Industrial production volumes (three-month moving average) in Luxembourg have remained below their 2015 levels, Eurostat data shows, while the euro area and European Union have recovered quickly after the decline in production in 2020 due to the covid-19 pandemic and are experiencing moderate growth.
The latest available data up until April 2023 shows that the production volume in Luxembourg has sustained seven months of contraction on a year-on-year basis.
“Several important industries in the country had to increase their sales prices to adapt to significantly higher prices for raw materials and energy. This led to lower demand,” said René Winkin, managing director of Fedil.
The federation includes nearly 700 industrial members, service providers and construction companies, representing 95% of Luxembourg’s industrial production, a quarter of national employment and over a third of national GDP.

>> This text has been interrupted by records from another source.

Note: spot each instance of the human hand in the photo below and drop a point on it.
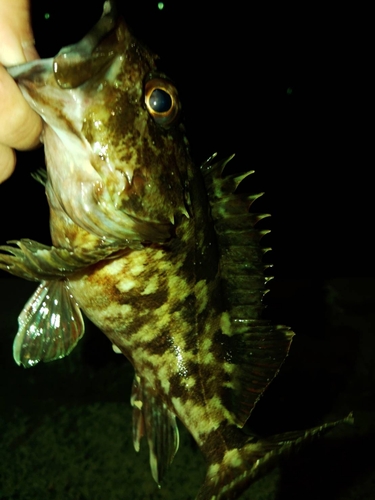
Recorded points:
(20, 126)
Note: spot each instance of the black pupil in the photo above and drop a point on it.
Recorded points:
(160, 101)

“Higher interest rates and increased product prices have slowed down important markets such as [construction],” he said. As the building industry struggles to book contracts, “this impacts, of course, the related upstream manufacturing industries.”
While labour shortages are an issue, “I do not see it as the limiting factor explaining the decrease in industrial output since autumn 2022.”
Supply chains, too, which faced strong headwinds during the post-covid recovery for various reasons, including Russia’s war in Ukraine, are less of a problem now, Winkin said. “Supply chain problems may still arise here and there, but overall these problems are not comparable anymore to what the industry experienced in 2021.”
Financing challenge
It is the financing of projects that is proving the bigger challenge for industry companies, said Winkin, and high interest rates are contributing to the slowdown in output. “The manufacturing industries [are] exposed to higher raw material and energy costs [and] had to look for financial means to build up additional cash flow.”
Government subsidies have helped, but “industry in general and energy-intensive industries in particular face new investment requirements to decarbonise their production processes. Besides the effect of these investments on capital expenditure, the decarbonisation agenda creates new challenges when it comes to future operational expenditure. The green public support framework has to take this new dimension into account.”
Manufacturing is particularly badly hit by the impact of increased costs, Winkin said. “All of them were more or less struggling to increase their own sales prices.” Energy-intensive industries, too, “have been highly affected.”
Statec data backs up the Fedil representative’s analysis, with the statistics office listing manufacturers of construction materials, plastic products, other products of first processing steel and electronic products and the textile industry as the sectors with the biggest decrease in production since the end of 2022.
“This wave of price increases flooding through the supply chains started more or less in spring 2021 and it explains the high inflation rates that we have experienced since the end of that year,” Winkin said.